Yes that was the intent of my suggestion, I don't say that this must
be done. But what would be wrong if a font was created for the
Tifinagh script that would display Latin-based glyphs with
diacritics rather than historic glyphs?


I think you should go back and learn about the characater/glyph model
if you think this is a good idea.



I think we are bothering each other, simply because of mutual misunderstanding. There's nothing in my question above that breaks that model: the abstract character coded in the Tifinagh script is kept unchanged and separated from the actual glyph it uses when rendering.

So my question is, once again: would a font that would display pointed Latin
glyphs from Tifinagh script code points really break the Unicode model?

*shrug* If you want to play with weird fonts that give automatic transliterations, go ahead.
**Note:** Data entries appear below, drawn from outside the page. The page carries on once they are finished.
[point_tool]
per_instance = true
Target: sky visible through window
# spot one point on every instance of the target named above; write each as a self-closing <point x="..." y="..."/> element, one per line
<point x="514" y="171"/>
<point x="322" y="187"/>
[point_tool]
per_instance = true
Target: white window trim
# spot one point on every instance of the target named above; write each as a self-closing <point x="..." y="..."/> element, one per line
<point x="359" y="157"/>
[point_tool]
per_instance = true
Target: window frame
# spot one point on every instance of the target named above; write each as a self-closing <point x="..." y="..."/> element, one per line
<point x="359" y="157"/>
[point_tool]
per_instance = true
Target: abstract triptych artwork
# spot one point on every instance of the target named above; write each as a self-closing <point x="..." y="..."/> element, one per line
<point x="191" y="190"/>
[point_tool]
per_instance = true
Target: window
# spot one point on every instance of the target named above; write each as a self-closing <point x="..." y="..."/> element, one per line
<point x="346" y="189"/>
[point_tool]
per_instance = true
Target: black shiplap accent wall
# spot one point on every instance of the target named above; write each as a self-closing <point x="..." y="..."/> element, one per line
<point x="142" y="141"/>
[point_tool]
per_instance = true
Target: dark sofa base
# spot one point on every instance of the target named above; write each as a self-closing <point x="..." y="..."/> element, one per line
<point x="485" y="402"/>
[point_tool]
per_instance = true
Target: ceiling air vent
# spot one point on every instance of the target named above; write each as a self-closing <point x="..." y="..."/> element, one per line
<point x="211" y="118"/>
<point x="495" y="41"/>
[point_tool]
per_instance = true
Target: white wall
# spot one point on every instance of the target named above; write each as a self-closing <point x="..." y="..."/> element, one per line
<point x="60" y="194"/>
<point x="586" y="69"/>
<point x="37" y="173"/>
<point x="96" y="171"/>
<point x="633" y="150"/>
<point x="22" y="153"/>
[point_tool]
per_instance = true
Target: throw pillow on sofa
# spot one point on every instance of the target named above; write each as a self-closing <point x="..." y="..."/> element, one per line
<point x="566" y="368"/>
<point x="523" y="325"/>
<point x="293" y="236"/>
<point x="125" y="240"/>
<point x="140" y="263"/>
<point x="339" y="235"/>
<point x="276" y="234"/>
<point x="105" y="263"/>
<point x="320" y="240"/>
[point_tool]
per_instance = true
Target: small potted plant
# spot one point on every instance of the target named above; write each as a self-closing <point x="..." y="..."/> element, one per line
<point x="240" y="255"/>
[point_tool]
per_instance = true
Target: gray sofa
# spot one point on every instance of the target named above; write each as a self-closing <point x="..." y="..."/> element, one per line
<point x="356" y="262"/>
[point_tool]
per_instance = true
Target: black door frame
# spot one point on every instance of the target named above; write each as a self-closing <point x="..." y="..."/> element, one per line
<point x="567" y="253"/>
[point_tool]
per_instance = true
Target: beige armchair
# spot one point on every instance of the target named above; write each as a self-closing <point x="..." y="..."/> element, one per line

I don't think that's necessarily a bad idea (I like doing much the same myself), and in fact can come in quite handy, but it isn't really Unicode's business. Unicode will encode Tifinagh as Tifinagh is (hopefully), not as Tifinagh might be or could be or should be. A font that displays Tifinagh encoded as it is, as Tifinagh as it "should" be, could be a very useful thing (or a useless one, depending on who's looking), but is outside of the purview of Unicode.

If
not, then we have a convenient way to define Tifinagh keyboards / input
methods based on this _apparent_ transliteration. This still requires a
specific mapping to codepoints in the keyboard driver when set to input for
Tifinagh, allows editing with a set of glyphs that a user can read, and then
render it transparently with a real Tifinagh font.
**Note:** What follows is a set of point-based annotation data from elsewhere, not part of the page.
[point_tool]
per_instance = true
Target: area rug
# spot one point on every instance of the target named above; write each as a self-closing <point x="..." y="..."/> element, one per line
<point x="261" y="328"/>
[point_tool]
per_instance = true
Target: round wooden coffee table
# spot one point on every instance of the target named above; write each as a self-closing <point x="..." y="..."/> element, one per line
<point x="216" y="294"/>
This is one for keyboard designers. If the users of the script have a different input style already in use, they may not feel it's necessary to mess around with another one (which doesn't make it useless: I keep my keyboard set to a Hebrew input method based on the Michigan-Claremont transliteration system, and wholly unlike any normal Israeli keyboard, because it's something I can remember and something that works.) Again, not a Unicode problem, I would think.